1. Do your homework. Great charities do exist, but as with financial investing, social investing takes diligence.You need to do some research, review nonprofit websites and published reports and share information among your friends, peers and other like-minded givers.

The best charities will be transparent and accountable to their stakeholders. They’ll publish specific goals, research and evidence-based assessments on their websites and elsewhere.

In my book, I mention a handful that have demonstrated they make a real difference in people’s lives.

One is the Nurse-Family Partnership, a Denver-based community health program in which registered nurses visit homes of low-income, first-time moms in 32 states. Its evidence-based research has shown long-term improvements in health, education and economic self-sufficiency for families working with the partnership’s nurses.

Another is Youth Villages, a dynamic charity based in Memphis, Tenn. It’s dedicated to helping emotionally and behaviorally troubled children and their families and has an 80 percent long-term success rate.

2. Follow the leaders. Measuring and evaluating charities is difficult and time-consuming. It’s sometimes better to follow the lead of experts who review charities for a living and support the organizations they deem worthy.

Evaluation organizations, like Give Well; venture philanthropy funds, like New Profit; and foundations, the Gates Foundation and The Robin Hood Foundation, put extraordinary effort into locating and supporting the best charities.

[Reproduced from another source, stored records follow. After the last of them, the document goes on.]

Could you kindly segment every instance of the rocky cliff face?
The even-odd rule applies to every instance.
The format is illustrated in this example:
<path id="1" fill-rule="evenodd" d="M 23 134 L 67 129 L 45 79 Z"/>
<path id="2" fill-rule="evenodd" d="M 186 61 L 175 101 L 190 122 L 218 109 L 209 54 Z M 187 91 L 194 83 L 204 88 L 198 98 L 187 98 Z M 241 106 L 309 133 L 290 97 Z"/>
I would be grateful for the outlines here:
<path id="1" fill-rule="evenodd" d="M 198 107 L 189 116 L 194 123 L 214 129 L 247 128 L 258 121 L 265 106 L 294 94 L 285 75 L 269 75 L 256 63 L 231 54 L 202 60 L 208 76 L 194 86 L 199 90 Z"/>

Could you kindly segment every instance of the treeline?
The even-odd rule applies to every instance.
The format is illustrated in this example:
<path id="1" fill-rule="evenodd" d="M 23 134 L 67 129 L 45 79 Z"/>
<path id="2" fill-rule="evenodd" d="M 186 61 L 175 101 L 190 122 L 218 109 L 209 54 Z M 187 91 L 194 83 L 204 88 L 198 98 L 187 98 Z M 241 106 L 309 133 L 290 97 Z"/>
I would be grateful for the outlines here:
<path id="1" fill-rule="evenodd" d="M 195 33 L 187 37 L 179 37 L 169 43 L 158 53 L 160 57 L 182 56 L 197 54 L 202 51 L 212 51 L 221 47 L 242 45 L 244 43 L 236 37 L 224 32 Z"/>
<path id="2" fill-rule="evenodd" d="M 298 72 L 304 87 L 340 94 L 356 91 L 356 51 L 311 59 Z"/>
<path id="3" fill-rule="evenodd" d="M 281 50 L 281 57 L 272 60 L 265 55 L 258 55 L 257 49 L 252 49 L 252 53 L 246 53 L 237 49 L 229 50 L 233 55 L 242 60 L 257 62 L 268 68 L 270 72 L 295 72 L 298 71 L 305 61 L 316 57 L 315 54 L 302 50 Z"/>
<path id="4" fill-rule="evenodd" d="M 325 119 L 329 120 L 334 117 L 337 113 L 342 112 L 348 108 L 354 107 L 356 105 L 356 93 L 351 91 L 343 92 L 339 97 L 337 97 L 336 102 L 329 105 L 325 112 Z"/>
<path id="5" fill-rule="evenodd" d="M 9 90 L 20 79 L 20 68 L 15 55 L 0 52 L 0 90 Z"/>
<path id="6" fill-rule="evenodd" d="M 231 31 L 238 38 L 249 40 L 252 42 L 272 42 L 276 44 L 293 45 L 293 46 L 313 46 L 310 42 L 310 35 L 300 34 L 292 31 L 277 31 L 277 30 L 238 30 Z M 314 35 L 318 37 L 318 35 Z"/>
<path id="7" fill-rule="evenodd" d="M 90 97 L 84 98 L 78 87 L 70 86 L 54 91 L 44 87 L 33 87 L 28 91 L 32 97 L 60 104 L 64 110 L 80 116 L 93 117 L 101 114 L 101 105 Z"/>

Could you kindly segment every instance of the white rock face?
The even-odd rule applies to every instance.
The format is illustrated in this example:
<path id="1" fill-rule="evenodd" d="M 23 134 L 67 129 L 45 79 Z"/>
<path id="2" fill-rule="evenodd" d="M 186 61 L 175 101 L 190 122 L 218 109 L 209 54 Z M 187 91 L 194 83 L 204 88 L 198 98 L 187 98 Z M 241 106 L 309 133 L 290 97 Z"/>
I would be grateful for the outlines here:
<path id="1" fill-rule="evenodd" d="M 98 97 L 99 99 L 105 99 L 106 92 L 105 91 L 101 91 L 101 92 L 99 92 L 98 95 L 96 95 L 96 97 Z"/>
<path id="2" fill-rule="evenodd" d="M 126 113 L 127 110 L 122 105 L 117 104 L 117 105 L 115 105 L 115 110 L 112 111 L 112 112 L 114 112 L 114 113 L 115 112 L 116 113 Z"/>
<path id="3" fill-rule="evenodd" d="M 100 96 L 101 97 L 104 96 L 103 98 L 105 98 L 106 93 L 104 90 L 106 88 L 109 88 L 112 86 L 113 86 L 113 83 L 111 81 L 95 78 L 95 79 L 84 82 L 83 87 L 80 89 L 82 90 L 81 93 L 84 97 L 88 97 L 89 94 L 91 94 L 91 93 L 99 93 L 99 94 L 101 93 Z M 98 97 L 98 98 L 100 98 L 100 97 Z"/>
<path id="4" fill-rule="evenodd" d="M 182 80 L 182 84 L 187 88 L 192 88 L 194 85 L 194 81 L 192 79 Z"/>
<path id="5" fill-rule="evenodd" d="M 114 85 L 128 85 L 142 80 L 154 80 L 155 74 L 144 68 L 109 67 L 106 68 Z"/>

When Warren Buffett decided to start giving away his billions, he began by pledging much of his wealth to the Gates Foundation, secure in the knowledge that its professional staff would put his money to good use.

3. Band together. It may make sense for you and your family or friends to pool together your resources and ideas on charitable giving.

Give Well started when eight friends pledged to unite and identify the best charities; it turned into a career for two of them. Give Well has since spent thousands of hours selecting its top-rated charities: Against Malaria Foundation, Give Directly (which distributes cash to extremely poor individuals in Kenya) and Schistosomiasis Control SCI (which treats children for parasite infections in sub-Saharan Africa).

Some people have created charity clubs or giving circles, where they regularly join up with like-minded donors to share information about effective charities and donate accordingly.

Finding worthy charities isn’t easy, but the reward is more than just helping people. It is ensuring that America’s best and most effective charities can flourish.